In fact, these trends in the automotive sector are not limited to Germany, but Germany’s case is more noticeable and representative given its outstanding concentration of R&D, design, supply, manufacturing and assembly facilities. The automotive industry does not just source from other sectors for innovative technological support. When Enkel and Gassmann examined 25 cases of cross-industry innovation, automotive is observed as both the result and source of the original idea (Enkel and Gassmann 2010). The interactive sectors range from the ones with a closer cognitive distance like aviation and steel industry to the more distant ones like sports, medical care and games. These cases all occurred between 2005 to 2009, and indeed, the cross-industry technological interactions have become more dynamic starting from 2000, as the shuffles observed in Figs. 4, 5 and 6 of our analysis.

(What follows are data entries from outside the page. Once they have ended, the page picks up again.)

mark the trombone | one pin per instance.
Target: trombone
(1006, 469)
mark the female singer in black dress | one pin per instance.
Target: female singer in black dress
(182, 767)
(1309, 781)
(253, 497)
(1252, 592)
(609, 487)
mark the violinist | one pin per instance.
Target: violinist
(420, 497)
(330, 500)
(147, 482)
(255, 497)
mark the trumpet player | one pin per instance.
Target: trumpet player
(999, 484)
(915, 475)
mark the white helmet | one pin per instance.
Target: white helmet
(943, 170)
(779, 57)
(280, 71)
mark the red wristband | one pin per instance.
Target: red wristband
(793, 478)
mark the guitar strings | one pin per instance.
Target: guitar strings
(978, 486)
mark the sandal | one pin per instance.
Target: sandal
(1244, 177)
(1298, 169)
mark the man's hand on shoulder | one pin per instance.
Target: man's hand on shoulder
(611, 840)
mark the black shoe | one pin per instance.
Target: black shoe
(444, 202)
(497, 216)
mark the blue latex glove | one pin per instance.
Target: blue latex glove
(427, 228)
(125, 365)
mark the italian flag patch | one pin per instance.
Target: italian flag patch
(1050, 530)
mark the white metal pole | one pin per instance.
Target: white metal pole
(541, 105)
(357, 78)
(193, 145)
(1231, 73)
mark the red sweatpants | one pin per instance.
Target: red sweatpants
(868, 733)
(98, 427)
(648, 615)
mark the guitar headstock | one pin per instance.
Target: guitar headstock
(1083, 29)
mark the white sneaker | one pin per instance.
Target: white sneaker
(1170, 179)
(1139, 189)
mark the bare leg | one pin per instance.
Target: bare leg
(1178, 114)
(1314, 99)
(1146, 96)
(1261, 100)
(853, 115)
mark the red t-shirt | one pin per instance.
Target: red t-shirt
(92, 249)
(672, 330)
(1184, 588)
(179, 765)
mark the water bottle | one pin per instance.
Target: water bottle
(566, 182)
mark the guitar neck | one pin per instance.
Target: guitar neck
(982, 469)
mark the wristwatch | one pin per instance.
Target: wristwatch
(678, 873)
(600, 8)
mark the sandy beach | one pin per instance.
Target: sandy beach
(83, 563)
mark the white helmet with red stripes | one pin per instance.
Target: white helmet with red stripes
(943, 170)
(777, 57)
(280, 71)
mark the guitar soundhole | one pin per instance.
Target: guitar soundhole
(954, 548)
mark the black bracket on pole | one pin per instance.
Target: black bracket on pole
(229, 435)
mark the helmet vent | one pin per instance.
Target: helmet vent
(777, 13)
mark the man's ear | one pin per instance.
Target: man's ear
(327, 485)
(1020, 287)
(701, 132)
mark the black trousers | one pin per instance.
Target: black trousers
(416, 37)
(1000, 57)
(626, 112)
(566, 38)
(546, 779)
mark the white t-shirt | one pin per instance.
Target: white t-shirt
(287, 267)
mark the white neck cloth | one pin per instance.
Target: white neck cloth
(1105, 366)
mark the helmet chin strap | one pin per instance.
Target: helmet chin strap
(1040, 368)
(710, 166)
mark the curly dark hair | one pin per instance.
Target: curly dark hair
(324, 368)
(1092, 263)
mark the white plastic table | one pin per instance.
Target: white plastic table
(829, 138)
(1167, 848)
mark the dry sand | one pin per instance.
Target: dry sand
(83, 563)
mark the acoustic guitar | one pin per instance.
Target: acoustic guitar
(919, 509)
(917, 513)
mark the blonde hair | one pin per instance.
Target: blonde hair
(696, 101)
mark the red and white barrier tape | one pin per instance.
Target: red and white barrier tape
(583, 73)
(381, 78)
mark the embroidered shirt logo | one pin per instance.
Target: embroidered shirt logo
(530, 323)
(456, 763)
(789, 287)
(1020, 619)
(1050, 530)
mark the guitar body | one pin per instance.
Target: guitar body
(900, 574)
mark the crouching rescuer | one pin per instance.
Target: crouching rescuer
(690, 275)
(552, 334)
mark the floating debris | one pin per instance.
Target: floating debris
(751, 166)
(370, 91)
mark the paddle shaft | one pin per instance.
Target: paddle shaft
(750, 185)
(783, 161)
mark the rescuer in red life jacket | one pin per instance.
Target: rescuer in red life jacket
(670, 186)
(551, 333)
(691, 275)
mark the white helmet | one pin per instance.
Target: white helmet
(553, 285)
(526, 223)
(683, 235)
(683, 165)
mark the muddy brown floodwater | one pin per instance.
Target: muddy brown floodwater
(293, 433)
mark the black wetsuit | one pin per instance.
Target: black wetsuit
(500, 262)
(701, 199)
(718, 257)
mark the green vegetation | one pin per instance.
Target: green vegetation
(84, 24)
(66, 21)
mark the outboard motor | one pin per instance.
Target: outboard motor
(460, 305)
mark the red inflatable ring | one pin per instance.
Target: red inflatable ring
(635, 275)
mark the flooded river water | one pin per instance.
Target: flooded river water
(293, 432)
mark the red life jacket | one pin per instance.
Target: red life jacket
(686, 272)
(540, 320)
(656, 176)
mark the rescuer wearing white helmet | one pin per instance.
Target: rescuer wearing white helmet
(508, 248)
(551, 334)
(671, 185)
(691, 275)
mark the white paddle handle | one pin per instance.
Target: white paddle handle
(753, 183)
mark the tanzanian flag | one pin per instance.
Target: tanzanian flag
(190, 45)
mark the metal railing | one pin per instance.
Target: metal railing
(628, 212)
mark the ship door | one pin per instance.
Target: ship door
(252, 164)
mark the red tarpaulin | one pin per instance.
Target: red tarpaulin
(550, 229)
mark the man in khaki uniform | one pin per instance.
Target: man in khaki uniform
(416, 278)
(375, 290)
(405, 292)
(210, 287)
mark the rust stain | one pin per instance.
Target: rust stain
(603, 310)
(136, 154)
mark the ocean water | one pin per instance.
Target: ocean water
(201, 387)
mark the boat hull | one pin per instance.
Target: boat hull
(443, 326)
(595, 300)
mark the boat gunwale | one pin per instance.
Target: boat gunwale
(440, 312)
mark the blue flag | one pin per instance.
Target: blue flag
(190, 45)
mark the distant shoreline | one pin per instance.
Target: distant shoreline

In 2009, Germany’s Federal Ministry for Environment, Nature Conservation, Building and Nuclear Safety issued German Federal Government’s National Electromobility Development Plan (Bundesregierung 2009) specified a serial action plan to promote electromobility in Germany, which defines 2009 to 2011 for market preparation, 2011 to 2016 as market escalation and 2017 to 2020 as mass market. The first stage focuses on research and development. The Plan also identifies batteries as the weakness of Germany’s automotive sector on the path to the leading position in electromobility. The increased activities in Section G and H starting from 2000 might be a reflection of this policy. However, this is up to validation when more data covering the following years will become available.
Robustness check: For community tracking, we have performed the analysis under 10-year and 5-year time window settings, and found the results to be very close. The results presented in Figs. 5 and 6 are based on 5-year time windows. In addition, we have done robustness checks using the other community mapping method and with time window shifts, shown in Additional file 2: Figure S9 and Additional file 3: Figure S10 respectively using the example of B60R’s community. In Additional file 2: Figure S9, when referring to the initial year, the colored blocks layout is the same as Fig. 6 except for the colors used, which is merely due to the difference in the definition in the mapping methods. We find similar results in Additional file 3: Figure S10: There is no difference from Fig. 6 except for the 1-year shift. We have performed such robustness checks for other communities and obtained the similar results. This indicates that the community mapping method is stable and consistent in identifying central nodes and tracking communities.
Matching rates of central nodes by the community mapping method and the betweenness centrality method
The two algorithms are different by definition, and offer different information as the comparison shows. It is difficult to verify the results against ground truth, but we argue that our method has two important advantages. First, there is no arbitrary control of the number of central nodes. To study the interaction of technologies in cohesive families, to have a set of central nodes rather than a given number of top centrality nodes is intuitively closer to the real-world situation. Second, our method identifies the set of central nodes based on tracked communities over a time window, while the betweenness centrality calculated is for a single time period (3 years in the demonstrated example) - additional efforts are needed to track communities over time in order to calculate the centrality values for continuous time periods. It would only be more inaccurate to simply aggregate data in a time window of 10 years and calculate the centrality. These issues stand true for all other centrality measure. Figure 7 also shows the central nodes identified using our proposed method are more consistent and concentrated, while the top betweenness centrality nodes are more spread out over the whole IPC scheme.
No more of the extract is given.